Infographics include maps, charts and graphs, which means they’ve been around since long before Gutenberg’s printing press. In 1702, Britain’s Daily Courant published what is believed to be the first infographic in a daily newspaper: a diagram of Britain’s attempted occupation of the Bay of Cádiz in Spain.

In the past, infographics tended to work as a complement to text, but today, with advances in software and with their growing popularity, they frequently stand alone. The Globe and Post sometimes publish full pages, or even double-page spreads, of graphics, without a supporting article. One of the maps of the disaster in Japan published by the Post took up a full page of the paper’s front section and was accompanied by eight photos of the devastation along with the latest statistics on the missing and dead.

Infographics also grew alongside data journalism: reporting based in numbers, statistics, information gathered via freedom-of-information requests or data pulled from websites or documents.

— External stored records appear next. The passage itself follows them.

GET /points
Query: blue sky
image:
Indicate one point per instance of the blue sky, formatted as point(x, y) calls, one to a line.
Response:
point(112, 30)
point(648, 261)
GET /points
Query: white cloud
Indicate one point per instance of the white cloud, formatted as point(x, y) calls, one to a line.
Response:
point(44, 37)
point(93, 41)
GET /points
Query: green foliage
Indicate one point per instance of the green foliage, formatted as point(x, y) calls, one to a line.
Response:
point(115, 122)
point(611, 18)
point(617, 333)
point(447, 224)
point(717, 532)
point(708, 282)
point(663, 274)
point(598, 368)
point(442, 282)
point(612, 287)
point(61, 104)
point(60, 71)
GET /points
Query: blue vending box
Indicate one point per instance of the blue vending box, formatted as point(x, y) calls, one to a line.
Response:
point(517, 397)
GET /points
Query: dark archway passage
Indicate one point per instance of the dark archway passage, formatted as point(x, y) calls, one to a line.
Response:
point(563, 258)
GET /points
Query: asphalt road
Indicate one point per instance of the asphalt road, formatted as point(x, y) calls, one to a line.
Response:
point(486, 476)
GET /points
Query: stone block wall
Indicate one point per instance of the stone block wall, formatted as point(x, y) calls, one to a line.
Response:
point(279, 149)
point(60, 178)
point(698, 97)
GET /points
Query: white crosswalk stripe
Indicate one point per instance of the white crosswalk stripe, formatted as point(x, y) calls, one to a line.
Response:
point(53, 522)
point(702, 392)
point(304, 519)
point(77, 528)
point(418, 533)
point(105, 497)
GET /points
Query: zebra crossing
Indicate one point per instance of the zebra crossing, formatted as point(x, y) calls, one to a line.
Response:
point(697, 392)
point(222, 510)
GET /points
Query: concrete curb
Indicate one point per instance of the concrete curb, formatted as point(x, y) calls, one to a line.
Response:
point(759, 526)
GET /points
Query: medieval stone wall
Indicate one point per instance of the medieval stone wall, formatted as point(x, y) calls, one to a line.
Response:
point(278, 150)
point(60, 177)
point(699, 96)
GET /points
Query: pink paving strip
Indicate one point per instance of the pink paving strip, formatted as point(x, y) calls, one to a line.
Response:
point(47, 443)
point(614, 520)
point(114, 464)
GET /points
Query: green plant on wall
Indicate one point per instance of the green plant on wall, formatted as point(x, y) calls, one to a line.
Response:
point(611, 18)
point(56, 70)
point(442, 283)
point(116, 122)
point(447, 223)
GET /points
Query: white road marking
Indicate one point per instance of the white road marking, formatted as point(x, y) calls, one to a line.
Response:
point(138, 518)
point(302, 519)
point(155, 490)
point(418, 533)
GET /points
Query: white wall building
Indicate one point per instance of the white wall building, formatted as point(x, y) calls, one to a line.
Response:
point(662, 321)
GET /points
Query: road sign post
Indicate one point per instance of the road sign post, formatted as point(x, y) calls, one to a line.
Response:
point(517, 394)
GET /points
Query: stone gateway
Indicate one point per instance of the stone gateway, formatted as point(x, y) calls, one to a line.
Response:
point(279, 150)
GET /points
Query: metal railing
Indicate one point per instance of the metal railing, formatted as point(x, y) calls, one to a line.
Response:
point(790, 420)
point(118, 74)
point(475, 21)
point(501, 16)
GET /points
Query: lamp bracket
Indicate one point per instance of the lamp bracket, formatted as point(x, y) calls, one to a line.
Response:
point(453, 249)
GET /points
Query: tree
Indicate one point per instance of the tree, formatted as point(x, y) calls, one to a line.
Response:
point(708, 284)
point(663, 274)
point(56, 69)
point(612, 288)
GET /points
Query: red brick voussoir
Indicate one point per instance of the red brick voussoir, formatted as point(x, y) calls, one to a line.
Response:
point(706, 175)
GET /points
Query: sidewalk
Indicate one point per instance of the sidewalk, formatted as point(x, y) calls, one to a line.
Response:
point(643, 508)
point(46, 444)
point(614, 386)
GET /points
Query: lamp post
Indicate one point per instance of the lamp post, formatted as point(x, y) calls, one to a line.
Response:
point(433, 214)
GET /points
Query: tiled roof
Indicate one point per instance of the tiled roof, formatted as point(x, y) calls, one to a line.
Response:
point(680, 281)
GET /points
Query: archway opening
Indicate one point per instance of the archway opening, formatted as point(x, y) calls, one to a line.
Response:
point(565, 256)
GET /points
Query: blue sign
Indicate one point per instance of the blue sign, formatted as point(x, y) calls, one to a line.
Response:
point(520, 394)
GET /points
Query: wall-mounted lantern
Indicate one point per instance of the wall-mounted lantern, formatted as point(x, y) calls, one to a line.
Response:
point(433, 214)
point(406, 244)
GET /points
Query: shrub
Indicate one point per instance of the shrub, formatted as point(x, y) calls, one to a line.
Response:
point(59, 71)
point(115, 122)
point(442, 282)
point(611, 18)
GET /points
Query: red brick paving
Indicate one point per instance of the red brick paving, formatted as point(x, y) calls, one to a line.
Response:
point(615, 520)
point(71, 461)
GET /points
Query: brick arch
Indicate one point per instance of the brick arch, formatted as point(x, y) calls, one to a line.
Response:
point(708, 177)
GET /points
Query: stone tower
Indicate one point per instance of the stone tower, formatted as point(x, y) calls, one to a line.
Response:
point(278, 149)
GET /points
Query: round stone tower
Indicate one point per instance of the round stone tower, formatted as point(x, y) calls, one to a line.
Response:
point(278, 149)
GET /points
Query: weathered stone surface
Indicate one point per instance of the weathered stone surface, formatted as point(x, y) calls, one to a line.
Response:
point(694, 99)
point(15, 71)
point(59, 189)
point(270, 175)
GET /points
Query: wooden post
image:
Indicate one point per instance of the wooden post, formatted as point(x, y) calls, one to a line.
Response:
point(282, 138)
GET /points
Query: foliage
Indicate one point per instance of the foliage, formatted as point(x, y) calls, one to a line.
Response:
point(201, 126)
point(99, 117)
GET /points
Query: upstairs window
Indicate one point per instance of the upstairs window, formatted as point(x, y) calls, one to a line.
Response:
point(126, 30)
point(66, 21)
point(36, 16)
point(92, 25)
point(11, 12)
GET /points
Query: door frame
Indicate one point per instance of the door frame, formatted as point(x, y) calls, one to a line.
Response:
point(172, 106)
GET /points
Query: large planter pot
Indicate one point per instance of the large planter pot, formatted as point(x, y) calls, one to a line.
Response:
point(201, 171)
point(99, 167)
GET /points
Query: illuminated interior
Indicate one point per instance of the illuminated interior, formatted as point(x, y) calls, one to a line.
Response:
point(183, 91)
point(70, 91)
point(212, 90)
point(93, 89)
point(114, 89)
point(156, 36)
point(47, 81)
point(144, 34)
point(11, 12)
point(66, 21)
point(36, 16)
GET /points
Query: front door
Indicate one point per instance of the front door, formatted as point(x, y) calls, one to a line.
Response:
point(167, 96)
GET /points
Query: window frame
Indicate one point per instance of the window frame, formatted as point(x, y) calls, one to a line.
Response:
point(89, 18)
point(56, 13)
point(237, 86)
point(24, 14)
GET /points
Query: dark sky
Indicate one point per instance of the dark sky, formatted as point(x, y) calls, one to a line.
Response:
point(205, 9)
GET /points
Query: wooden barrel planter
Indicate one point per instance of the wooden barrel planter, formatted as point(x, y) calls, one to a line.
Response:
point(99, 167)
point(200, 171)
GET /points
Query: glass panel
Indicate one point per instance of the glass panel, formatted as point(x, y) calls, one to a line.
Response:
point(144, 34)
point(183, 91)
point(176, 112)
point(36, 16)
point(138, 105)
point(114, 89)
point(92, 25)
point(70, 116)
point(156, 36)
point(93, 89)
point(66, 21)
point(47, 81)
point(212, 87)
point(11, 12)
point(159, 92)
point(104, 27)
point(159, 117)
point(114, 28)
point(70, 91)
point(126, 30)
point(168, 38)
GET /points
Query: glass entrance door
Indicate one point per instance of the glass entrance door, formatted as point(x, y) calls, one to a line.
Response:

Here, graphics are a way to make sense of information, especially numbers, more than a way to further storytelling.

Some print journalists fear that the success of infographics is a symptom of waning attention spans, rather than true innovation in the practice. But David Pratt, a designer at the Globe, says graphics cater to the way people naturally consume information. Citing an eye-tracking study done by the Poynter Institute, he says that people don’t actually read print articles from beginning to end; our eyes skip and jump, and we tend to see pictures before text.